Now lets get some time-series graphs.

library(healthyR.ts)
pkg_tbl <- readRDS("00_data/pkg_release_tbl.rds")

data_tbl %>% 
  summarise_by_time(.date_var = date, n = n()) %>% 
  ts_calendar_heatmap_plot(.date_col = date, .value_col = n, .interactive = FALSE)

data_tbl %>%
  ts_downloads_tbl(.by_time = "day", package) %>%
  ggplot(aes(date, log1p(value))) +
  geom_point(aes(group = package, color = package), size = 1) +
  ggtitle(paste("Package Downloads: {healthyverse}")) +
  geom_smooth(method = "loess", color = "black",  se = FALSE) +
  geom_vline(
    data = pkg_tbl
    , aes(xintercept = as.Date(date))
    , color = "red"
    , lwd = 1
    , lty = "solid"
  ) +
  facet_wrap(package ~., ncol = 2, scales = "free_x") +
  theme_minimal() +
  labs(
    subtitle = "Vertical lines represent release dates",
    x = "Date",
    y = "log1p(Counts)",
    color = "Package"
  ) +
  theme(legend.position = "bottom")

data_tbl %>%
  ts_downloads_tbl(.by_time = "day") %>%
  rename(Actual = value) %>%
  tk_augment_differences(.value = Actual, .differences = 1) %>%
  tk_augment_differences(.value = Actual, .differences = 2) %>%
  rename(velocity = contains("_diff1")) %>%
  rename(acceleration = contains("_diff2")) %>%
  pivot_longer(-date) %>%
  mutate(name = str_to_title(name)) %>%
  mutate(name = as_factor(name)) %>%
  ggplot(aes(x = date, y = log1p(value), group = name)) +
  geom_point(alpha = .2) +
  geom_vline(
    data = pkg_tbl
    , aes(xintercept = as.Date(date), color = package)
    , lwd = 1
    , lty = "solid"
  ) +
  facet_wrap(name ~ ., ncol = 1, scale = "free") +
  theme_minimal() +
  labs(
    title = "Total Downloads: Trend, Velocity, and Accelertion",
    subtitle = "Vertical Lines Indicate a CRAN Release date for a package.",
    x = "Date",
    y = "",
    color = ""
  ) +
  theme(legend.position = "bottom")

data_tbl %>%
  ts_downloads_tbl(.by_time = "day") %>%
  plot_seasonal_diagnostics(
    .date_var = date,
    .value = log1p(value),
    .interactive = FALSE
  ) +
  theme_minimal() +
  labs(
    title = "Seasonal Diagnostics",
    subtitle = "Values are log1p"
  )

data_tbl %>%
  ts_downloads_tbl(.by_time = "day") %>%
  plot_stl_diagnostics(
    .date_var = date,
    .value = log1p(value),
    .interactive = FALSE
  ) +
  theme_minimal() +
  labs(
    title = "STL Diagnostics",
    subtitle = "Values are log1p"
  )

Mapping

So now that we have seen all the downloads in variaous ways, where did they all come from?
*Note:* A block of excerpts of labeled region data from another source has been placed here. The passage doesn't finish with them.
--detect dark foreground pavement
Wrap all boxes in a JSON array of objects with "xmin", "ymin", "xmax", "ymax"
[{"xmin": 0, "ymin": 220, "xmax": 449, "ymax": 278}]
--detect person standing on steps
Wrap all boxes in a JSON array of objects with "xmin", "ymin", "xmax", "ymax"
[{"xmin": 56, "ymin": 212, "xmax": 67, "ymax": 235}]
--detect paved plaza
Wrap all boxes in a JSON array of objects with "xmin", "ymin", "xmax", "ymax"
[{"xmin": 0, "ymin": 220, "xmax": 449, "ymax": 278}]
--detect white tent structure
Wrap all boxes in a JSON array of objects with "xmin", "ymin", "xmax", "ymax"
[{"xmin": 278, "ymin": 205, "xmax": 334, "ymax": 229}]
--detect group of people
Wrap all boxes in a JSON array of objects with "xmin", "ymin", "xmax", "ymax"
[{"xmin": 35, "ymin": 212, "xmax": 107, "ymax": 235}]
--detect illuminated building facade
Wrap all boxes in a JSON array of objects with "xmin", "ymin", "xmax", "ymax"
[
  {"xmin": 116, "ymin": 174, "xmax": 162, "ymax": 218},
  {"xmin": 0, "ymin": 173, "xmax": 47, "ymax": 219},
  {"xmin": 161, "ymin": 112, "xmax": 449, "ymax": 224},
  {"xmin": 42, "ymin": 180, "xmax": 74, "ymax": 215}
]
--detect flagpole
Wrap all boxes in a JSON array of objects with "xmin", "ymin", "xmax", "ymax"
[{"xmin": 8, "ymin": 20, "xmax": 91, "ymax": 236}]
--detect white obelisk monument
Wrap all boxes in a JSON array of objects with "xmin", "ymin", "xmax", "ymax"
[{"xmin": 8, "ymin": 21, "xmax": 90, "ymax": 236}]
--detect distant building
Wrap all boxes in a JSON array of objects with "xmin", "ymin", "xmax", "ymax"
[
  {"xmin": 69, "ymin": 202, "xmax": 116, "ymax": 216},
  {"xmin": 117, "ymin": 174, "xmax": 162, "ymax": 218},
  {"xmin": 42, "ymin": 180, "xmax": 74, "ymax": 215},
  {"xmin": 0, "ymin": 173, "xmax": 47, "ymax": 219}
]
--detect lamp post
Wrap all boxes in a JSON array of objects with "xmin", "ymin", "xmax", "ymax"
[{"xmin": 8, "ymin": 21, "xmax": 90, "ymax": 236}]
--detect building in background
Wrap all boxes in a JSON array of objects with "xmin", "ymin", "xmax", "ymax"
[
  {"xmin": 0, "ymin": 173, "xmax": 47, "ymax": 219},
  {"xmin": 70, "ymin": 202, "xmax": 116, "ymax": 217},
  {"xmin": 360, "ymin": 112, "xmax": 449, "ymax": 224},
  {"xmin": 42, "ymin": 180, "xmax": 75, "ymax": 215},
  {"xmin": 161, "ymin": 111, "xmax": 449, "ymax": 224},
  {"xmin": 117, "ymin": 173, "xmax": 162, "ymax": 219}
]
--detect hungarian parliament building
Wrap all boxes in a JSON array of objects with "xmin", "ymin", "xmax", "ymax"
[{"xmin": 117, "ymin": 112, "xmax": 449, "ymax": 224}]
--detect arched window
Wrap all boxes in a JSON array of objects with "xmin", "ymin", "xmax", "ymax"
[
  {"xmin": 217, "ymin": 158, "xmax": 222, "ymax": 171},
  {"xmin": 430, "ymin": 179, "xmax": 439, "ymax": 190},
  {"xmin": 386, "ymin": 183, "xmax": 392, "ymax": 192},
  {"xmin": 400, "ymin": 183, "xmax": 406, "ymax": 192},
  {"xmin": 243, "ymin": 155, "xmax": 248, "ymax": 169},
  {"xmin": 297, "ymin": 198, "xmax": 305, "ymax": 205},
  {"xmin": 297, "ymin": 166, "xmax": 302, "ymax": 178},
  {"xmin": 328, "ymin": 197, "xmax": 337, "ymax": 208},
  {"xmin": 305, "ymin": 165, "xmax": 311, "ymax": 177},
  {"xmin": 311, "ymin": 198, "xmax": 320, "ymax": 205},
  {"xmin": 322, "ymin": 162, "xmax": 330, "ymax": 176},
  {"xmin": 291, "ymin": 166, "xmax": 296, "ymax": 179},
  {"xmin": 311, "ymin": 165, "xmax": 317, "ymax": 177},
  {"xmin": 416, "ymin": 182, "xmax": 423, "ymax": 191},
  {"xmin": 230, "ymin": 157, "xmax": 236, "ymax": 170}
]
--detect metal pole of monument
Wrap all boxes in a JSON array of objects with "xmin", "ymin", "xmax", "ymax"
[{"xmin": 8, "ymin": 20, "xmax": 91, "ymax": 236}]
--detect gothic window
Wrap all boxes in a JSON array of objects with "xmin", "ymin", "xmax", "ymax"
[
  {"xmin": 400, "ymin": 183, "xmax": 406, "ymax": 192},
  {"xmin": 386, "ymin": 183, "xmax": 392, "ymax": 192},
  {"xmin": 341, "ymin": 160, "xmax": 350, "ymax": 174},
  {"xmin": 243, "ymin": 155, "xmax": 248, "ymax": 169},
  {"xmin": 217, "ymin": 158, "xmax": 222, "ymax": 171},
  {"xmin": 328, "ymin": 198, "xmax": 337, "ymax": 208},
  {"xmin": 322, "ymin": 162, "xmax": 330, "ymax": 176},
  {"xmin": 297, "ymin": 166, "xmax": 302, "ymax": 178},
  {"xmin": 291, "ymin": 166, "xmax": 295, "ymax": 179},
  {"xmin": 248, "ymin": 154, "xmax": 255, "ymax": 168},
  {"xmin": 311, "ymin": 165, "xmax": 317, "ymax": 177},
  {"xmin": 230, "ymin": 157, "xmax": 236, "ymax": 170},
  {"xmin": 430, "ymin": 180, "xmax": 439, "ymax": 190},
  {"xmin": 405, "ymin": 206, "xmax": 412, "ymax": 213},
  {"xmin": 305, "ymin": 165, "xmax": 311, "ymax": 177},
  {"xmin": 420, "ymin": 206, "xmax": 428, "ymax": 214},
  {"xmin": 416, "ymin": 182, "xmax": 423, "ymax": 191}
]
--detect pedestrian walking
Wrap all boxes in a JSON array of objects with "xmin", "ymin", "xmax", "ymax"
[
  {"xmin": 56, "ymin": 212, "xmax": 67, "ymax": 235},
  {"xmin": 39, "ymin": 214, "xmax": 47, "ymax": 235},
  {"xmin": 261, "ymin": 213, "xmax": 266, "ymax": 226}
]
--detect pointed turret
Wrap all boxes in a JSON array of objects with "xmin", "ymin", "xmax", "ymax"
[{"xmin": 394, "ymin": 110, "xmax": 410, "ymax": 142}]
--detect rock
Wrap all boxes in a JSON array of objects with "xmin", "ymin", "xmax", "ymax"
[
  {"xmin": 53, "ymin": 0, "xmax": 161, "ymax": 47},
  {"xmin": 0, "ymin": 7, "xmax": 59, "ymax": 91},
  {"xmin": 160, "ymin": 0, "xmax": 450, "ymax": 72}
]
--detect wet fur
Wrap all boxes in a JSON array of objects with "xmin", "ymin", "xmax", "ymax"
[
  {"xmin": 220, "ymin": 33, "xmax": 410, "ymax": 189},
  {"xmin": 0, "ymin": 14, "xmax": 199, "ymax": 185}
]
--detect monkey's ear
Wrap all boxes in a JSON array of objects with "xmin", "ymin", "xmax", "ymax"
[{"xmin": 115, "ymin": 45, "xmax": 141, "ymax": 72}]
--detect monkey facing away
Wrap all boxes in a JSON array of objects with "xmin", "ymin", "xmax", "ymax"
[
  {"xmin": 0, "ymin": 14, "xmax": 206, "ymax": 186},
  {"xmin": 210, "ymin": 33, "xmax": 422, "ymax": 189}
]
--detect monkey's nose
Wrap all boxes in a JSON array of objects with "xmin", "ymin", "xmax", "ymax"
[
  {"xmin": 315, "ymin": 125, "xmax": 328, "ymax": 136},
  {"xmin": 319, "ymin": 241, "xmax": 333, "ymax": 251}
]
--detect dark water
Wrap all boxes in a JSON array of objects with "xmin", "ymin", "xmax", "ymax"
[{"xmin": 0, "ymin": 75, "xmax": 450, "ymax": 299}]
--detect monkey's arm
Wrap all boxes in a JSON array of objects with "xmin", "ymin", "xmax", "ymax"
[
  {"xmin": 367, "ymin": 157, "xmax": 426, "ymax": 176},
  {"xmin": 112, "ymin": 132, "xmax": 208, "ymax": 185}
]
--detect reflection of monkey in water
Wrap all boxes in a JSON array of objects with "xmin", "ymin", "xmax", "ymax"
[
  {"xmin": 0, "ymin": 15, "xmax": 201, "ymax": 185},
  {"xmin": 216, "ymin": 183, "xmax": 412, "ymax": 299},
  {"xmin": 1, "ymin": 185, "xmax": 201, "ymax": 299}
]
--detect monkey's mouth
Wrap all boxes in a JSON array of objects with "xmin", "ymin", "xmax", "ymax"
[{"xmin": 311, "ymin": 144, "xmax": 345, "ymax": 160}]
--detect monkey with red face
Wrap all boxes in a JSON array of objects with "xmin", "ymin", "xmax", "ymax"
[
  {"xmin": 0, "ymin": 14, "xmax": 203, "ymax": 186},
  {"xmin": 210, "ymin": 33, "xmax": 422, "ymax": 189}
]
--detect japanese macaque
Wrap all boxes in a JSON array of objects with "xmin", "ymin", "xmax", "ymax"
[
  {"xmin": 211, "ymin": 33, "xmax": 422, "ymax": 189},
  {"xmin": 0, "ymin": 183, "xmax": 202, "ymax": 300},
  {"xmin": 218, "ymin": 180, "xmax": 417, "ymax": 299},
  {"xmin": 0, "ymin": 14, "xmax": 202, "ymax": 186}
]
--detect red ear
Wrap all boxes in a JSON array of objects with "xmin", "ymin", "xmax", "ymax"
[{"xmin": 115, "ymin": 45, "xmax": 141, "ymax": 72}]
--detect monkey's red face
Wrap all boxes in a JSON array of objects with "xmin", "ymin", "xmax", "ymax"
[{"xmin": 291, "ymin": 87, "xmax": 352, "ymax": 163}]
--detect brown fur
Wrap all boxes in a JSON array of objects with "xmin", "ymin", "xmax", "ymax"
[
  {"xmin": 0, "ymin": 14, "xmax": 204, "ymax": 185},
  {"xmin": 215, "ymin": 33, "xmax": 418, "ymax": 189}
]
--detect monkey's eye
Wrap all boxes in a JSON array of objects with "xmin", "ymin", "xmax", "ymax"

Lets take a look.

library(tmaptools)
library(countrycode)
library(mapview)
library(htmlwidgets)
library(webshot)

# mapping_dataset(.data_year = "2023") %>%
#   head() %>%
#   knitr::kable()

l <- map_leaflet()
saveWidget(l, "downloads_map.html")
try(webshot("downloads_map.html", file = "map.png", cliprect = "viewport"))

There was a total of 147 different countries that downloaded healthyverse packages in 2023.